I’ve repaired several of these engine block issues. Its a simple repair, but it does involve some minor wrenching. Since I go looking for instances that require wrenching, I dont mind this sort of thing. But I can understand other non mechanics reaction to something that sounds so ominous. The repair takes about 2 or 3 hours to perform, maybe longer because of meticulous prep, but…

Of the ones repaired in recent times (3 Honda’s 1 BMW, 2 Hyundai), none have had any issues further, its a shame this sort of thing happens, but…its more of a shame to give up on a very solid vehicle because the blocks develop hairline cracks in the water jacket on the front side of the engine (in Honda’s instance). The hairlines weep coolant, you just drain the coolant, rinse the block out with water, prep and clean the areas (important) and then choose the material you wish to use. No need for welding at all… Its the prep that matters most in these instances.

1 Like
#13

What’s the price tag when you do that job?

Could the $3,500 cost listed above be a case of a mechanic thinking he has to replace the block or replace the engine?

It doesn’t take much overheating to warp the head on a Civic. It can happen even if the temperature gauge doesn’t go into the red.

#14

What do you use as an alternative to welding?

#15

i see an 08 motor w/80k miles is around $450 in my area. i found a clean 08 e250 van than that needs a trans and the trans are higher. $600-800-1000? who knew

#16

May I assume you’ve seen the repaired blocks several times since the repairs with your own eyes and know the repairs have held up?

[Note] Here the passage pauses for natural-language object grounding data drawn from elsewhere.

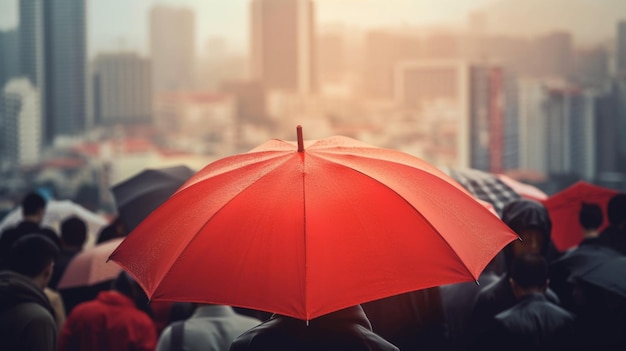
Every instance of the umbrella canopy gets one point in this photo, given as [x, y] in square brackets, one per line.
[564, 207]
[90, 266]
[310, 228]
[485, 186]
[608, 275]
[526, 191]
[139, 195]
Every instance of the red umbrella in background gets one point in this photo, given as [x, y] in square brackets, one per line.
[304, 229]
[564, 207]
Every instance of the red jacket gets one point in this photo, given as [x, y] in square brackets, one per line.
[110, 322]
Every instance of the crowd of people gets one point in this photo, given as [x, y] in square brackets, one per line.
[531, 296]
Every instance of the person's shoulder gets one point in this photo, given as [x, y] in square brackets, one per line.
[34, 313]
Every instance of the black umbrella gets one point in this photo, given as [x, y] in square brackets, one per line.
[610, 276]
[485, 186]
[142, 193]
[575, 263]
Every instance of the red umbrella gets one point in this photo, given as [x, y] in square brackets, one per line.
[564, 207]
[310, 228]
[90, 266]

Have the repairs held up a few years, at least?

#17

Compared to a generic “cracked block” label, this precise description is, could it be said, comforting. Or, are there other locations where cracks have developed on these engines - locations that are impractical to repair?

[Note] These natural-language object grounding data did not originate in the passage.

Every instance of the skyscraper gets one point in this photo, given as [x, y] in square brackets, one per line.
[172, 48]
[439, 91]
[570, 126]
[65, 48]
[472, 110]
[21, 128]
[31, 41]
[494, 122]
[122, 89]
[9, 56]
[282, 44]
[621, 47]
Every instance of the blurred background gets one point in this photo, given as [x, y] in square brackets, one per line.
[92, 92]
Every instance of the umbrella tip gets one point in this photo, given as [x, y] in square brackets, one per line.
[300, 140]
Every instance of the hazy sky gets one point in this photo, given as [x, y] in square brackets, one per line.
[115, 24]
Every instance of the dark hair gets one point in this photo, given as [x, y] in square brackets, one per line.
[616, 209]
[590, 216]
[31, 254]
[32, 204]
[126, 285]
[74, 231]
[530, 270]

My $50 1979 Toyota 4X4 had a crack in the left side of the 20R engine. It weeped coolant. I carefully dremeled the crack’s surroundings and cleaned it meticulously, then applied JB Weld. It never leaked again in the years I drove that truck. A broken frame was its demise.

“Cracked block” sounds like it’s all over. Not always.

#18

Which JB Weld product did you use? These days, JB Weld is a brand, not a product.

#19

It was a 2-part epoxy/putty, gray in color when mixed. I have seen a fast-setting version since those days. I used the ordinary version. That was about 25 years ago.

#20

Of all the blocks that I have attempted repairs, I know all have held up over 2 years and still going. One of the repairs I simply lost contact with because the fellow moved out of the area. The issues in the Civic are a relatively minor (if you can call a block crack of any type minor) hairline cracks in the area of the front of the block where it has the webbing cast into the sides. I guess the mold created thin areas here, and each Honda leaked in the same two places.

Here is a video of the same exact leaks (in the same exact places) encountered on a Civic. A thorough prep and epoxy is what has worked thus far. Of course the first one done was a Hail Mary, but it worked and I haven’t found need to go deeper than that… Yet.